全く新しい怪獣王の物語が目を醒ます────

ムービーモンスターシリーズ ゴジラウルティマ -ゴジラS.P-

ムービーモンスターシリーズ ゴジラウルティマ -ゴジラS.P-

  • 発売日: 2021/03/06
  • メディア: おもちゃ&ホビー
 

 

 

 

 

 

 

 

 

 

 

 ついに始まりました、ゴジラシリーズ最新作『ゴジラ S.P<シンギュラ・ポイント>』。シリーズ初の連続テレビアニメということで以前から期待していましたが、いざ1話を見てみたら期待以上のものが出てきて大興奮しました。というわけで今回は1話の気になった点に触れていきたいと思います。

 

 

  • 日常を侵食する異常(怪獣)

 本作は千葉県の普通の港町が舞台ということでパッと見非常にのどか。と見せかけて、冒頭から謎の洋館、謎の地区管理局、そして謎の曲ととにかく「謎」だらけのエピソードでした。町で普通に暮らしていたと思ったら不可解な電波を調べていく中で不穏な“何か”に触れていく、そして終盤突如翼竜が姿を現す流れを見た時は衝撃を受けました。ラストに挿入された巨大な生物の骨を見た瞬間に至ってはあのBGMも相まってテンションが上がりましたね。

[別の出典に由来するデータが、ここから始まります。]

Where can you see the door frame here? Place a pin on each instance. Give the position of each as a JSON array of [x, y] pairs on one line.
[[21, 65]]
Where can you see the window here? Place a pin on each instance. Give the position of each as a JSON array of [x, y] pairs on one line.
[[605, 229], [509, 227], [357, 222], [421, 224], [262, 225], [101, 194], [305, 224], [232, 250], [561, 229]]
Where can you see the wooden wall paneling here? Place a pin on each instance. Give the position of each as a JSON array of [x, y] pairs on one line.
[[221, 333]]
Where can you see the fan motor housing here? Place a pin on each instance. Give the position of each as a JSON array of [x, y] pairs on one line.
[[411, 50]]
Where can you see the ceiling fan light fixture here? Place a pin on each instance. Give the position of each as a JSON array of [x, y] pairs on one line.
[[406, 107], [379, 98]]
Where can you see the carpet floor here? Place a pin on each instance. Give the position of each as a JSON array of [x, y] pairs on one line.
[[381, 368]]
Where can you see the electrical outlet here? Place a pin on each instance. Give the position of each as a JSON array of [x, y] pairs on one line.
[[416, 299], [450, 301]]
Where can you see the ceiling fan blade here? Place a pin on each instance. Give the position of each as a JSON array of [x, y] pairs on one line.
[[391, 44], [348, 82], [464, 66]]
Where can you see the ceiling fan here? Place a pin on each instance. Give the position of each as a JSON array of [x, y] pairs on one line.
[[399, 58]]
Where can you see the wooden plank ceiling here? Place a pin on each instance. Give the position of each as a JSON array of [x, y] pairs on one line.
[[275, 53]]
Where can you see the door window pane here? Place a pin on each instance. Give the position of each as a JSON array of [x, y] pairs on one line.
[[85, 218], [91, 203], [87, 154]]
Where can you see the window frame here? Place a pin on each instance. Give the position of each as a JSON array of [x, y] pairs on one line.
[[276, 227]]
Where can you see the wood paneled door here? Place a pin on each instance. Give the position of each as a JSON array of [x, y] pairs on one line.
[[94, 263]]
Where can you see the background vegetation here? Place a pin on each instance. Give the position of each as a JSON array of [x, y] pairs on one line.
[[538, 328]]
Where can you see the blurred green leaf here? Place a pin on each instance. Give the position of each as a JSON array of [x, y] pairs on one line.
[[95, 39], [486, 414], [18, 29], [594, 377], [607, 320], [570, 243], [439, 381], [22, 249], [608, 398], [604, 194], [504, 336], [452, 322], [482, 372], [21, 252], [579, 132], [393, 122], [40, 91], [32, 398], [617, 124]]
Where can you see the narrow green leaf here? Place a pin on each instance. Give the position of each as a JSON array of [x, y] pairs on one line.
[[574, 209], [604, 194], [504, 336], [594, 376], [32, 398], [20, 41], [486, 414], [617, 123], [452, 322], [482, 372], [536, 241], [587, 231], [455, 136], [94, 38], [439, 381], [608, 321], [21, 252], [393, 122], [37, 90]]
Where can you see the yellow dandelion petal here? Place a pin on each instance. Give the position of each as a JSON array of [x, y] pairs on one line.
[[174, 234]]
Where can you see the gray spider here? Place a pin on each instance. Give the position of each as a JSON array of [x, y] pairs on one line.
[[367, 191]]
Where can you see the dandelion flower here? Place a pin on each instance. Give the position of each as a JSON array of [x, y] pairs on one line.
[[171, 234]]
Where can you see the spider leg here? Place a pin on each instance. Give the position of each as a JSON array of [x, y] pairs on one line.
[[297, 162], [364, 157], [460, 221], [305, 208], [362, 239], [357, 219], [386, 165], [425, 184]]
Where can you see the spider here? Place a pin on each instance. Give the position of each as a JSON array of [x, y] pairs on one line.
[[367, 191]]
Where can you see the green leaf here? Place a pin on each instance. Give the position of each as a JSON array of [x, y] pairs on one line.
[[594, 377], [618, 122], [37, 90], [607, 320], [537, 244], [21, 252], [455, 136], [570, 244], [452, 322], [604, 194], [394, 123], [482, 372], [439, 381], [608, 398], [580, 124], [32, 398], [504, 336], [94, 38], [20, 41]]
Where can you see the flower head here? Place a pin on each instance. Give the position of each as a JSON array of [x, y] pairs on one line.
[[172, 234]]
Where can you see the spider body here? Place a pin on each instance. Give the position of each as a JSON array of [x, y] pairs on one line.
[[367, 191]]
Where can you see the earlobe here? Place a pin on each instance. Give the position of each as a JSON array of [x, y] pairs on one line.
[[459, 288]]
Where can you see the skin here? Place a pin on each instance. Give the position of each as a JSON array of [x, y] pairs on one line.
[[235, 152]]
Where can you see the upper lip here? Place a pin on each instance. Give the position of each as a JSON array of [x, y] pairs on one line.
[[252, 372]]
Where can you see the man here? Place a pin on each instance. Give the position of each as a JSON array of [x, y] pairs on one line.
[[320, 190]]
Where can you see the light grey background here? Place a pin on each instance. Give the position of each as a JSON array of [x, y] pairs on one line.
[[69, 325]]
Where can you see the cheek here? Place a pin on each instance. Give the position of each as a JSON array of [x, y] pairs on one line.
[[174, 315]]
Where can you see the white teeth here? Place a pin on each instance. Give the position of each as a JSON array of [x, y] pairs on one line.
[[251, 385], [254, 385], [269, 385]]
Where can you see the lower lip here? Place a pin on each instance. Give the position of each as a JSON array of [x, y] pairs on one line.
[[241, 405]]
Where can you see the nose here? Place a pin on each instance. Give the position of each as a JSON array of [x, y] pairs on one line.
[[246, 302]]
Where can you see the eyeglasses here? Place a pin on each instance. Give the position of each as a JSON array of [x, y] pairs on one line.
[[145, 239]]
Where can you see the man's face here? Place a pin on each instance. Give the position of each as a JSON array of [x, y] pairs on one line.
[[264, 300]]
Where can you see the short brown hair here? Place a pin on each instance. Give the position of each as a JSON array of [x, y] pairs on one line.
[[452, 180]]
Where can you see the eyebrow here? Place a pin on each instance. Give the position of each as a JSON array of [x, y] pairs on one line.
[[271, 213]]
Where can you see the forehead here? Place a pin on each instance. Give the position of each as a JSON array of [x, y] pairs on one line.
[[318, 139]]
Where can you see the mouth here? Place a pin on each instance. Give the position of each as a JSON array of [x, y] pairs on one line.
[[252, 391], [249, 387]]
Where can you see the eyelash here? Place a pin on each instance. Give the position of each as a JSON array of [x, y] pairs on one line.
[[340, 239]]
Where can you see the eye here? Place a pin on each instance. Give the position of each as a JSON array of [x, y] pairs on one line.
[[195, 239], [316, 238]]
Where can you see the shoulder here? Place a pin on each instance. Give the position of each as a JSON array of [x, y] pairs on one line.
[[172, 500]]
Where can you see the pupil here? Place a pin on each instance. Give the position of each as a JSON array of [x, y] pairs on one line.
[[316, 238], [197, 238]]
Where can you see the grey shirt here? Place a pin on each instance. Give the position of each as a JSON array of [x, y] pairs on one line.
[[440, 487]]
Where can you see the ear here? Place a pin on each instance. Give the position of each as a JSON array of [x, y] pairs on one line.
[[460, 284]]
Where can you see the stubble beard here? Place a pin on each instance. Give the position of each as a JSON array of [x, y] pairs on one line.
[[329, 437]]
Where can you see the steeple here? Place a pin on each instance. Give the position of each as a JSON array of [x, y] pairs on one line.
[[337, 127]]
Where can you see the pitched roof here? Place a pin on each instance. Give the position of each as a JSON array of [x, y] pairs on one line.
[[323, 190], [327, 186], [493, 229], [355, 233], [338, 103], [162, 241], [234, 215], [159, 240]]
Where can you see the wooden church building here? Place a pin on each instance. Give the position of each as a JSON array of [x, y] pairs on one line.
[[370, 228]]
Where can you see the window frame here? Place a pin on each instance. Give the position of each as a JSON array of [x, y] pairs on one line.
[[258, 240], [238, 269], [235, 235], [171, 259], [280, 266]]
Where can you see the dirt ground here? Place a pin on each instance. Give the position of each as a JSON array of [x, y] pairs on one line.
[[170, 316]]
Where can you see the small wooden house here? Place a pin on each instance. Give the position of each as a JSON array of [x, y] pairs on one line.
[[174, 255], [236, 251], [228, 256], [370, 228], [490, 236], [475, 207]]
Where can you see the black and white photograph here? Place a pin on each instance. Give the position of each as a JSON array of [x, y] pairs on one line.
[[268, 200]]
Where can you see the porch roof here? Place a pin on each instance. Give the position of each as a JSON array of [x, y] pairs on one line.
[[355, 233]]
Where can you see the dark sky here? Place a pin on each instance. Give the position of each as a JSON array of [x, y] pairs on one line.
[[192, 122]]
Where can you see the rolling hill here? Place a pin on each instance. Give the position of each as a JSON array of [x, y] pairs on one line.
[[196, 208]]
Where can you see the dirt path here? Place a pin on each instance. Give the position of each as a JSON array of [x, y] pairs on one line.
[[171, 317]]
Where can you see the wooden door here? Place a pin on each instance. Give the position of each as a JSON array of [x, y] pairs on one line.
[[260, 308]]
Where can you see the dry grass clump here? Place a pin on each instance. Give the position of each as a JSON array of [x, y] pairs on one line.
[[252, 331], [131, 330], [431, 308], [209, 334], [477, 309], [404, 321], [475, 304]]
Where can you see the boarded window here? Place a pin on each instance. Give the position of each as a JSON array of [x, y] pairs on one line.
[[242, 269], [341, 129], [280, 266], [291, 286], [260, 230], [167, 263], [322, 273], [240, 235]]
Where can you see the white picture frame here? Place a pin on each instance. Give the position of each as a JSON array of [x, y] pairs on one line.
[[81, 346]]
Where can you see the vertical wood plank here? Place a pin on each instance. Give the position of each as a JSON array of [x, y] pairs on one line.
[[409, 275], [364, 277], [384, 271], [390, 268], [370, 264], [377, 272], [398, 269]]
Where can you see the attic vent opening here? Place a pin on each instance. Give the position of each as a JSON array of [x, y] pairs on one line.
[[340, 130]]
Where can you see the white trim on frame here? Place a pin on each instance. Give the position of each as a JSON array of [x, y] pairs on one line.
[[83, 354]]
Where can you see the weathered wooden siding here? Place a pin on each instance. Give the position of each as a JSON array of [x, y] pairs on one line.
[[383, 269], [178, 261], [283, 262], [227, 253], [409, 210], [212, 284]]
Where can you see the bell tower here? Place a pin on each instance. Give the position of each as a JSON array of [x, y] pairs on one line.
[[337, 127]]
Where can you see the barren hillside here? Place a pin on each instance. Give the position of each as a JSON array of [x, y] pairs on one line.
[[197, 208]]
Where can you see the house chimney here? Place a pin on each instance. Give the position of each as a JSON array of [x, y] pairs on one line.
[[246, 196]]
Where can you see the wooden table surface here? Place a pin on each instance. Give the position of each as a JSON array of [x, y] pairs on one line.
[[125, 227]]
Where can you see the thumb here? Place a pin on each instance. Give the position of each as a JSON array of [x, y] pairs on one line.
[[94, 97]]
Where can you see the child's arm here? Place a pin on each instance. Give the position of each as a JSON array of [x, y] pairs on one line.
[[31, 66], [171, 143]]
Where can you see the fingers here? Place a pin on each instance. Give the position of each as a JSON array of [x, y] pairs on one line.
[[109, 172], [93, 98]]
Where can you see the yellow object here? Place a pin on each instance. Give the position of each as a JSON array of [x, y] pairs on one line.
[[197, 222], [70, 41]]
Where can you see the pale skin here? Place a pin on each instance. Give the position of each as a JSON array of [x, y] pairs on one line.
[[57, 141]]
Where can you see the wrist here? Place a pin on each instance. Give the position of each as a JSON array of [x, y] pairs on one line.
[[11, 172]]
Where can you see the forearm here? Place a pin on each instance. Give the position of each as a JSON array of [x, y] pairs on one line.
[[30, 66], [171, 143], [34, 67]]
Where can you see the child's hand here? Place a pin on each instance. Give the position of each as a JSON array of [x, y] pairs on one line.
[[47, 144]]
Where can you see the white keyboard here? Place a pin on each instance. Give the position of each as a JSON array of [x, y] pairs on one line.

 何の変哲もない日常の歯車が徐々に狂いだし、怪獣の出現と共に物語はパニックへと突入する様子はまさに「怪獣映画」の展開そのものです。Jホラーにも通じるこの「非日常が日常を浸食していく」感覚をアニメでやってみせたことに感動しました。初っ端からこれはすごい作品だと確信します。

 

 劇中で提示された謎についても印象に残ったものが多いです。個人的に気になった謎を箇条書きにしていくと・・・・・・・・・・・・

 

  • 洋館で流れていた謎の曲(劇中でインド民謡であることが判明しましたが、ゴジラ作品で「音楽」=「歌」といえば小美人関連か・・・・・・?
  • 洋館の持ち主は何者なのか(ユンの推理からして「非科学的な何か」を追っていたように思える)
  • オオタキファクトリーのおやっさんは何故「ジェット・ジャガー」を作っているのか(「宇宙人が攻めてきた時に備えて」という言葉は本当に酔狂なのか?この人は何かの予兆を感じ取っているのではないか
  • 管理局の謎(軍は戦中に何を研究していたのか)
  • 怪獣はどこから現れたのか(恐竜染みた見た目からして太古の昔から存在する可能性大)
  • 舞台となる「逃尾市」の伝承について(上記の怪獣の件といいこの伝承が生まれた頃には怪獣が存在していた?

 

 といった感じにこれだけ思い浮かびました。それだけ膨大な謎にワクワクさせられたとも言えます。これらの謎の真相について考察・妄想するのが既に楽しかったりしますね。

 

 

  • オタクで変人な人々

 また本作は主人公2人がやたら“変わっている”のが印象に残りました。男主人公の「有川ユン(アリカワ・ユン)」はプログラミングに精通していて推理も特異な天才肌。しかし人付き合いが苦手そうな典型的な「機械オタク」で実にらしい変人キャラクターでした。警官の質問を代わりにAIに答えさせようとする辺り人との接し方がわからないのであろうことがよくわかります。(実際劇中でオオタキファクトリーの仲間以外には顔を合わせた描写がなかったですし)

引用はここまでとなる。